YORK — As the Charlotte Knights prepare to leave their Fort Mill-area baseball stadium after next season, York County staff members have formed a committee to explore what might become of the 33 acres now home to a parking lot and 10,000-seat stadium.
County Manager Jim Baker said the six-member committee will meet Sept. 27 for a tour of the stadium and subsequent public meetings will take place over the next year and a half.
Baker said the committee will make recommendations to the County Council on what could be done with the stadium property.
Council member David Bowman from District One, where the stadium is located will serve on the committee alongside Council Chairman Britt Blackwell and others on county staff and in the business community.
If elected to the county council Nov. 6, Fort Mill school board member Michael Johnson would take over Bowmans seat on the Knights Stadium panel, Baker said. Johnson ran unopposed in the June Republican primary for the council seat and only a majority win through write-in votes would dash his hopes for office.
After the Knights announced in 2007 they would return to Charlotte to play in a new downtown stadium, the county received some interest from developers about the property.
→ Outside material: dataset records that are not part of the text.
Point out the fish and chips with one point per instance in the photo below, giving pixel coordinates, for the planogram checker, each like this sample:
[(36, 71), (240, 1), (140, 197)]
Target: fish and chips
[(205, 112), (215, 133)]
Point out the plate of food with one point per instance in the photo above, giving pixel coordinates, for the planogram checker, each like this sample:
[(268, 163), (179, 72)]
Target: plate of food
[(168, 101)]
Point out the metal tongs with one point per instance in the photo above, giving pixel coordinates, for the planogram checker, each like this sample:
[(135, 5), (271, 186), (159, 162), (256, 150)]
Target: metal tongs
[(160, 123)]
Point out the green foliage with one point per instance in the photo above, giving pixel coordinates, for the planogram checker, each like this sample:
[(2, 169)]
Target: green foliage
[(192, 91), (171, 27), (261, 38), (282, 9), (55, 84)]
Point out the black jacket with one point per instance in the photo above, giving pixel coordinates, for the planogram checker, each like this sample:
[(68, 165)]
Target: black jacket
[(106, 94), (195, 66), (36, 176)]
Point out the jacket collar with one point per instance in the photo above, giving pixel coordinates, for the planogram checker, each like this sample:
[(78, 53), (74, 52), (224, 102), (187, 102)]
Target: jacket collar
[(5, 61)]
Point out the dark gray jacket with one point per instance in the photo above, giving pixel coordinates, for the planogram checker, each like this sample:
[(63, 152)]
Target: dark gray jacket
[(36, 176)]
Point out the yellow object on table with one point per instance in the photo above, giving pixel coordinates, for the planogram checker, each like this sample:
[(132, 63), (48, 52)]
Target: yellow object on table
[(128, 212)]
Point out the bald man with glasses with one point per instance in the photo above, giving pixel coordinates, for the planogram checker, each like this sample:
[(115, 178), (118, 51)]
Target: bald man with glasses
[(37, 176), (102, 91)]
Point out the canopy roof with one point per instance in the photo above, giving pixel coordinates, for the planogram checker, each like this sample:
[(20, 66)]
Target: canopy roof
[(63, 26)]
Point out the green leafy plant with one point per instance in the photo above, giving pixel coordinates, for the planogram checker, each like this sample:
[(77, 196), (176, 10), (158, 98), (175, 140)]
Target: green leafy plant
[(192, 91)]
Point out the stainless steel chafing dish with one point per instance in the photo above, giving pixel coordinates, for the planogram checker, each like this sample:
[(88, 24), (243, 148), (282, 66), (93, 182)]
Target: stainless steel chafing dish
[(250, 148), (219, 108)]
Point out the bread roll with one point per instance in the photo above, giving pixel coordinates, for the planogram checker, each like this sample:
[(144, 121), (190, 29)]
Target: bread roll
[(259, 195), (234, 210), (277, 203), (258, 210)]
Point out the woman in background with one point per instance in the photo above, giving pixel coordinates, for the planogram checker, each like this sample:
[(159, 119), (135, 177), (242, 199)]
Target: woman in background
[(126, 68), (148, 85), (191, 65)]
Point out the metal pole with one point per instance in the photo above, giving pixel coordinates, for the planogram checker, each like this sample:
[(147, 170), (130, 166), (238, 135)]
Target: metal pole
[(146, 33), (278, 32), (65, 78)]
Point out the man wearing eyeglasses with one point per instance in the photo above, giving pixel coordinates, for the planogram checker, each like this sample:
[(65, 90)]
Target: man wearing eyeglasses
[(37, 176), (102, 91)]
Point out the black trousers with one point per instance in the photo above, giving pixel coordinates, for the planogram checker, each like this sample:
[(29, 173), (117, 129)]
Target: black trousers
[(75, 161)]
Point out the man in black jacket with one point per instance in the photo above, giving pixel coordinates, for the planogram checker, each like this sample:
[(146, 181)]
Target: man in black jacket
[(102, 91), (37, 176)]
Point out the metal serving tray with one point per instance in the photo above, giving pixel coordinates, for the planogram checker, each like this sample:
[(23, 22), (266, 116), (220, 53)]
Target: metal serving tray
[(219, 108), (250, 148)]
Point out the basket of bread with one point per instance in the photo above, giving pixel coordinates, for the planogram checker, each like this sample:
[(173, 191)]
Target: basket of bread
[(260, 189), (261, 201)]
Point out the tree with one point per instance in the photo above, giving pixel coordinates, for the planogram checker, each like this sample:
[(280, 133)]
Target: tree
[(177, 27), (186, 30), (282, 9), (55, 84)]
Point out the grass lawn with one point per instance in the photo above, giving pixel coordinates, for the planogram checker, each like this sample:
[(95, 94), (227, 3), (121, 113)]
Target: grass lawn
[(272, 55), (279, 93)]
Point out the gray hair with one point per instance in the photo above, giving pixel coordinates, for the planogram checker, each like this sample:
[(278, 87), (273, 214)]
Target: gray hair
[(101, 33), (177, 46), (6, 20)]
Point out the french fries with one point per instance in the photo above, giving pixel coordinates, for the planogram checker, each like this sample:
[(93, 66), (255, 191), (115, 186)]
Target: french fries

The Knights, the AAA affiliate of the Chicago White Sox, have been leasing the land from York County for $1 a year for the past 24 years.
As part of the lease terms, the team shares revenue from the parking lot with the county. The lease requires the Knights to double their parking revenue contribution to the county in their final year in Fort Mill which will be about $225,000 in 2013.
In June, Baker said the county intends to use some of that parking revenue to determine what to do with the property after the baseball team leaves.
Public defenders office
In other meeting business, the council voted unanimously to create another entry level attorney position for the circuit courts public defenders office. The attorneys salary will be paid for through $100,356 in new funding from the state Legislature, said Harry Dest, a public defender for the 16th Circuit.
More than $67,000 of that total is a recurring budget appropriation, Dest said, for defense of criminal domestic violence cases. The remaining part comes from increased funding because of growth in the county determined by updated census data from 2010.
Bowman and Blackwell voiced concern at the meeting that if that state funding goes away, it could put a new burden on local taxpayers.
"I don't think there's any county that's more supportive of the public defender's office than York County," Dest said. "If I felt that the money would not be there next year, I would not be before you today."
Blackwell added that the public defenders reputation in York County makes it easy to support funding for more staff and supporting their work. Public defenders handle 76 percent of criminal cases in York County, Dest said.
Lake Wylie ordinance
The council also passed through first reading an ordinance amendment to restrict the color and design of business signs and the color of commercial buildings in parts of the Lake Wylie area.
Bruce Henderson, whose district includes the Lake Wylie area, said the council needs to consider regulation when the color or design of a business affects other business ability to operate successfully or negatively impacts the value of homes nearby.
Council member Eric Winstead said the council would be taking the first step down a long, dark road if it started regulating those features based on one person or a group of peoples opinion. Winstead was the only dissenting vote on the ordinance amendments first reading.
Building features that are effective in grabbing attention is one way businesses survive, Winstead said.
If people in Lake Wylie are taking note of businesses that are painted unusual colors, he said, then the building is doing its job.
If you dont like it, dont look at it.